- Host organisation: Charles University, Prague, Czech Republic
- Supervisors: Prof.dr. Prof. Jan Trka and Dr. Jan Stuchly
- Research project: DC2: In-depth analysis of phenotypic acute leukemia MRD dynamics using single-cell data and advanced computational techniques.
About me
"I aim to turn high-dimensional single-cell measurements into clear, testable models of cell fate and resistance, combining mathematical rigor and biological insight to detect therapy-resistant leukemic clones and map their developmental context".
My name is Alyssa, from Rennes in France, although I am Portuguese by nationality. I first studied Biology, specializing in genetics and cell biology, but I quickly became fascinated by computational approaches to understand complex biological data. This curiosity led me to pursue a Master’s degree in Bioinformatics at the University of Rennes, where I focused on high-throughput sequencing analysis, and particularly on single-cell transcriptomics.

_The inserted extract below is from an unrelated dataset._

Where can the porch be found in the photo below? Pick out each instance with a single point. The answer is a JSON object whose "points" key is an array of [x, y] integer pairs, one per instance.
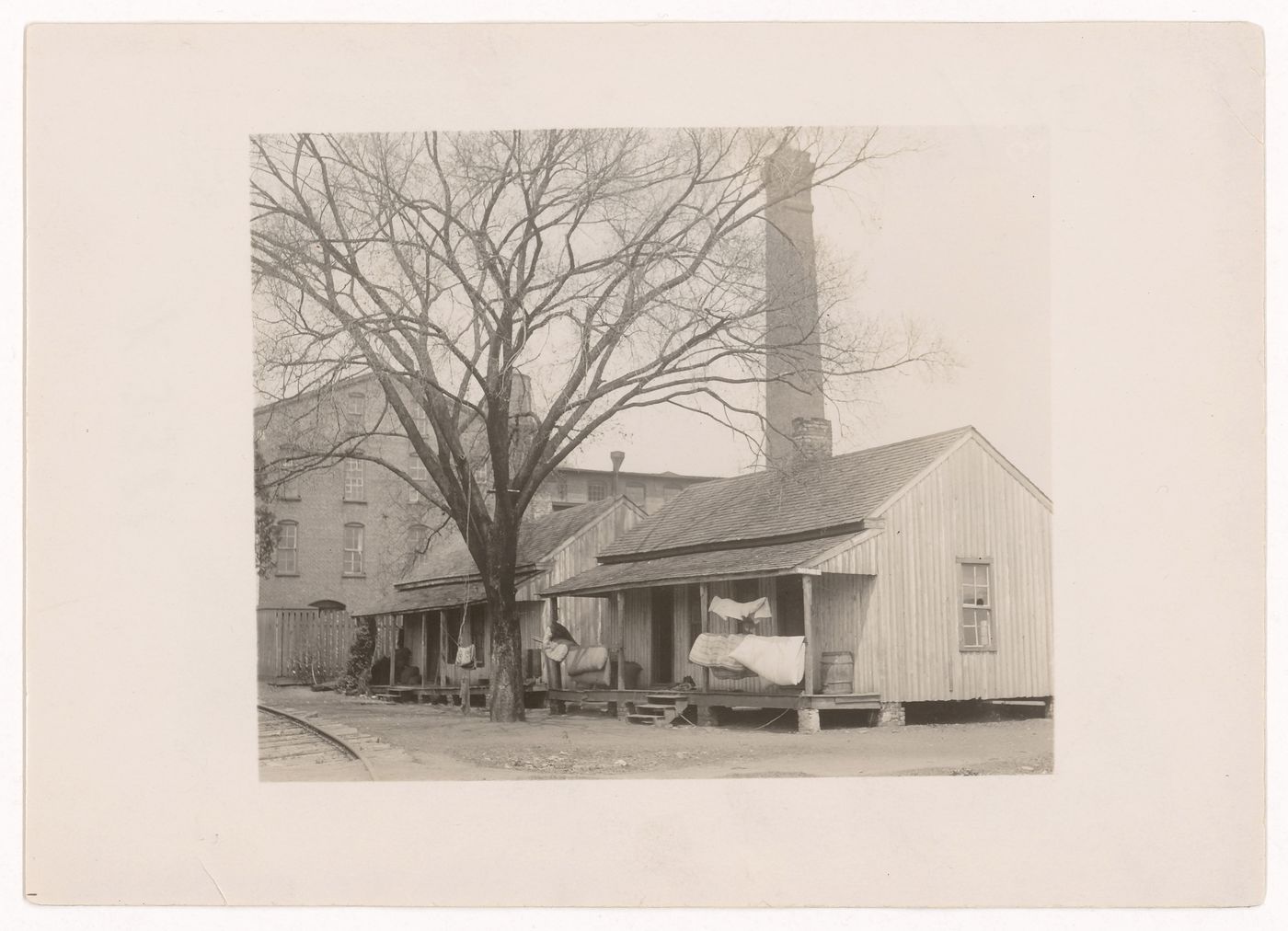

What I enjoy most about bioinformatics is the way it connects raw sequencing data with biological meaning. During my studies, I realized how powerful single-cell approaches are to reveal cellular heterogeneity and to shed light on processes such as tumor evolution or therapy resistance. I also discovered that I truly enjoy working at the interface between biology, mathematics, and computer science, and that I want to continue developing expertise in this area.
Beyond the technical aspects, I value the fact that bioinformatics is both highly collaborative and constantly evolving. The field pushes us to adapt quickly, to learn new methods, and to combine perspectives from different disciplines. I find this dynamic environment stimulating, and it motivates me to keep growing as both a scientist and a learner.
Through the MIRACLE network, I now have the opportunity to pursue this interest in an international and interdisciplinary environment. My project focuses on analyzing minimal residual disease in acute leukemia using single-cell data and advanced computational methods. I am particularly motivated by the idea of reconstructing cellular trajectories and understanding how leukemic cells adapt and evolve under treatment, which I see as central to addressing therapy resistance.
What I value most about MIRACLE is not only the research focus but also the people and interactions it brings together. Being able to learn from experienced scientists, exchange with fellow doctoral candidates, and grow as part of a collaborative community is something I find truly inspiring.
I look forward to contributing to this ambitious project, while at the same time learning new approaches and strengthening my ability to combine computational analysis with biological interpretation. Ultimately, I hope that my work will contribute, even in a small way, to improving our understanding of leukemia and to developing better therapeutic strategies that could one day benefit patients.